Ése fue desde entonces su modo de saludarse. Incluso durante los combates, en el rincón, cuando sonaba la campana, Larry se levantaba, Mondini sacaba el taburete e indefectiblemente se saludaban de ese modo.

—Que te den por culo, Larry.

—… por culo.

Después Larry iba y ganaba. Ganó doce, uno detrás de otro. Trece, con Sobilo.

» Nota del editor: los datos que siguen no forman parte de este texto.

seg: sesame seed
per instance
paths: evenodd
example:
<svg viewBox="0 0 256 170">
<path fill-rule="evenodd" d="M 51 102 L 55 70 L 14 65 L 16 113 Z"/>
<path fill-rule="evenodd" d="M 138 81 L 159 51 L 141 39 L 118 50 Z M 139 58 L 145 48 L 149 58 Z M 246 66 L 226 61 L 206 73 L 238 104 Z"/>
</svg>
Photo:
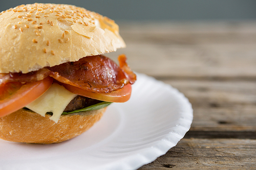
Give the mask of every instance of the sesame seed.
<svg viewBox="0 0 256 170">
<path fill-rule="evenodd" d="M 66 40 L 65 40 L 65 42 L 67 42 L 68 41 L 69 41 L 69 38 L 67 38 Z"/>
<path fill-rule="evenodd" d="M 37 41 L 35 39 L 32 39 L 33 42 L 37 43 Z"/>
</svg>

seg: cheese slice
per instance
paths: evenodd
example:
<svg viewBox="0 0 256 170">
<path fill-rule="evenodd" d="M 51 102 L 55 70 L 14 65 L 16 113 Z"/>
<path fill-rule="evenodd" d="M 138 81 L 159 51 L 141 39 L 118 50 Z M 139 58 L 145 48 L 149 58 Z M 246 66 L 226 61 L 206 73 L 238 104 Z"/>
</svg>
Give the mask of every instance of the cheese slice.
<svg viewBox="0 0 256 170">
<path fill-rule="evenodd" d="M 42 95 L 26 107 L 44 117 L 47 112 L 51 112 L 53 114 L 50 119 L 57 123 L 67 106 L 76 95 L 54 83 Z"/>
</svg>

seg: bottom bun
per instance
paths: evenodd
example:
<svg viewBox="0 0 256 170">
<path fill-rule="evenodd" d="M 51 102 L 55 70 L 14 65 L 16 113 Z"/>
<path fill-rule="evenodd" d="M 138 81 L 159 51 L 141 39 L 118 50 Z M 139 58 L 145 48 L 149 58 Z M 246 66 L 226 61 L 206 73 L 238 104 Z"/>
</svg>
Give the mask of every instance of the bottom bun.
<svg viewBox="0 0 256 170">
<path fill-rule="evenodd" d="M 61 115 L 57 123 L 33 111 L 22 109 L 0 118 L 0 138 L 33 143 L 59 143 L 90 129 L 99 120 L 106 108 Z"/>
</svg>

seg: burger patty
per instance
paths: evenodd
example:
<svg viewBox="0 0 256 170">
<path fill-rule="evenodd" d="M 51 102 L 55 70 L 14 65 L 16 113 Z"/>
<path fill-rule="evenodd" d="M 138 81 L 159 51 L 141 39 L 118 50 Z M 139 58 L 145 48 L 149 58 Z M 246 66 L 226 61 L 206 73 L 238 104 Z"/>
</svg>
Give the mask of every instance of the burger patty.
<svg viewBox="0 0 256 170">
<path fill-rule="evenodd" d="M 64 112 L 69 112 L 74 110 L 81 109 L 100 102 L 101 102 L 100 101 L 78 95 L 70 101 L 65 110 L 64 110 Z"/>
</svg>

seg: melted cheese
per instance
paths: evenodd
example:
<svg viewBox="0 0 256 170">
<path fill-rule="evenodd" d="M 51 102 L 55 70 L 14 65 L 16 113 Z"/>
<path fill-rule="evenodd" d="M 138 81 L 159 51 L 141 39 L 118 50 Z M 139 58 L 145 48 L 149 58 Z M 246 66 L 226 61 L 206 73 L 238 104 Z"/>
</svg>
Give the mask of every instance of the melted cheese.
<svg viewBox="0 0 256 170">
<path fill-rule="evenodd" d="M 44 117 L 47 112 L 51 112 L 53 114 L 50 119 L 57 123 L 67 106 L 76 95 L 54 83 L 42 95 L 26 107 Z"/>
</svg>

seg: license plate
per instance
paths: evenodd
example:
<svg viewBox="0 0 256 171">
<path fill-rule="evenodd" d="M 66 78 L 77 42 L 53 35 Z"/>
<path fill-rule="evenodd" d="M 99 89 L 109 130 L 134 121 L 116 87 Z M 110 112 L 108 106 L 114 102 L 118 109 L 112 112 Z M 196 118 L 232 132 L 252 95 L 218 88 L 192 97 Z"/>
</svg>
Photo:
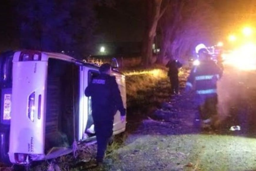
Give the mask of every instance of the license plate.
<svg viewBox="0 0 256 171">
<path fill-rule="evenodd" d="M 5 94 L 4 96 L 4 120 L 11 119 L 11 94 Z"/>
</svg>

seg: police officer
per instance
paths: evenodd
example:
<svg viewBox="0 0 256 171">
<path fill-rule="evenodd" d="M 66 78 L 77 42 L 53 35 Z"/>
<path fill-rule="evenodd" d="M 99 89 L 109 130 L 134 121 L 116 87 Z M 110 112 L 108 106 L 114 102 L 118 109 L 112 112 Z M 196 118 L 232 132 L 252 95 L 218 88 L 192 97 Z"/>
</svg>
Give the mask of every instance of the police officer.
<svg viewBox="0 0 256 171">
<path fill-rule="evenodd" d="M 92 97 L 98 164 L 103 161 L 109 140 L 113 134 L 114 115 L 117 109 L 120 111 L 122 122 L 125 120 L 126 114 L 115 78 L 110 75 L 110 65 L 103 64 L 100 67 L 99 71 L 100 74 L 93 79 L 85 91 L 85 96 Z"/>
<path fill-rule="evenodd" d="M 172 95 L 179 94 L 179 69 L 182 66 L 178 60 L 173 59 L 172 56 L 165 66 L 169 68 L 168 76 L 171 82 L 171 93 Z"/>
<path fill-rule="evenodd" d="M 222 76 L 222 71 L 211 60 L 204 45 L 198 45 L 196 52 L 200 64 L 191 70 L 186 83 L 185 91 L 189 92 L 193 86 L 195 87 L 196 101 L 200 115 L 196 116 L 195 121 L 200 122 L 201 119 L 203 124 L 212 126 L 212 119 L 217 113 L 217 82 Z"/>
</svg>

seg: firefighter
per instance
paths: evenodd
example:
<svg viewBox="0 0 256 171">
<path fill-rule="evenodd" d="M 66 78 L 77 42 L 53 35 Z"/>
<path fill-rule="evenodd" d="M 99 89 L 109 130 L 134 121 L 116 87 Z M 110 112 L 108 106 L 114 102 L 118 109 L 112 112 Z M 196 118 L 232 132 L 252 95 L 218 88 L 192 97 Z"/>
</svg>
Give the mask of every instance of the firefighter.
<svg viewBox="0 0 256 171">
<path fill-rule="evenodd" d="M 203 126 L 205 124 L 213 125 L 213 119 L 217 114 L 217 82 L 222 75 L 222 70 L 213 60 L 206 47 L 200 44 L 196 47 L 200 64 L 191 70 L 187 82 L 185 91 L 189 92 L 193 86 L 196 91 L 196 102 L 199 110 L 199 116 L 196 116 L 195 123 Z M 197 122 L 198 121 L 199 122 Z"/>
<path fill-rule="evenodd" d="M 172 95 L 179 94 L 179 70 L 182 64 L 178 60 L 173 59 L 172 56 L 165 66 L 169 68 L 168 76 L 171 83 L 171 93 Z"/>
<path fill-rule="evenodd" d="M 93 79 L 84 92 L 87 96 L 92 97 L 92 115 L 97 144 L 97 165 L 103 162 L 108 143 L 113 134 L 114 115 L 117 110 L 120 111 L 122 122 L 125 120 L 126 113 L 115 78 L 110 75 L 110 65 L 103 64 L 99 71 L 100 74 Z"/>
</svg>

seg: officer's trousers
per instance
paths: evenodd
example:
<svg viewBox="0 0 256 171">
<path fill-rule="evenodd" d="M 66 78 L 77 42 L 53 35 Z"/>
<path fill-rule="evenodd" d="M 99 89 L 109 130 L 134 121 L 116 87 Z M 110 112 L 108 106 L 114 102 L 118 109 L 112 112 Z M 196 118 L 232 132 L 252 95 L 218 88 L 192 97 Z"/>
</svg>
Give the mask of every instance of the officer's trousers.
<svg viewBox="0 0 256 171">
<path fill-rule="evenodd" d="M 97 162 L 103 160 L 109 140 L 113 133 L 113 120 L 94 120 L 94 126 L 97 140 L 97 149 L 96 159 Z"/>
<path fill-rule="evenodd" d="M 178 74 L 171 75 L 169 76 L 171 82 L 171 93 L 179 93 L 179 77 Z"/>
</svg>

Wizwondk cayó de rodillas. El chico seguía retorciéndose en el suelo. A un metro, el gordo salpicaba de sangre por todas partes, con los ojos en blanco y las manos, de cuando en cuando, tanteando en el aire. A su alrededor, la gente se despertó de su encantamiento. Alguien salió corriendo. Otros dos fueron hasta Wizwondk y lo levantaron diciéndole algo. Alguien cogió el teléfono y llamó a la policía. Gould se vio empujado hacia delante, a pocos pasos de aquellos dos cuerpos que se retorcían como peces en el fondo del cubo de un pescador. Intentó retroceder, pero no podía. De repente había un olor terrible. Se dio la vuelta y vio sobre un espejo una fotografía en blanco y negro, con un equipo de fútbol posando, todos sudados y sonrientes, con una gran copa en el suelo, justo en el medio. Se abrió paso a empujones y se plantó delante mismo de la foto, apoyándose en el lavabo. Intentó apagar todo lo que había a su alrededor y empezó por el extremo derecho: iba en camiseta de tirantes y pantalón corto, pero llevaba los calcetines caídos, un bigote de estúpido y sonreía con una tremenda melancolía. El líbero era el único que no estaba sudado, y el más alto: fácil. Reconoció al centrocampista en la cara descompuesta de un chaparro que estaba en una esquina de la foto, y al delantero en la cara de actor del que cogía una de las asas de la copa y miraba fijamente al objetivo. Empezó a dudar cuando se puso a buscar a los laterales. Todos tenían cara de lateral. Intentó analizar las piernas, las que se veían. Pero había un gran barullo a su alrededor, gente que empujaba, alguien que gritaba, no lograba concentrarse. Se rindió un momento antes de comprender que el que llevaba chándal, pero estaba sudado, era el lateral izquierdo que, naturalmente, había sido expulsado. Cerró los ojos. Y empezó a vomitar.

Wizwondk pasó algunos años en la cárcel. Cuando comprendieron que era inofensivo, permitieron que le enviaran su guitarra. Tocaba todas las noches, cosas alegres. En las otras celdas, la gente lo escuchaba.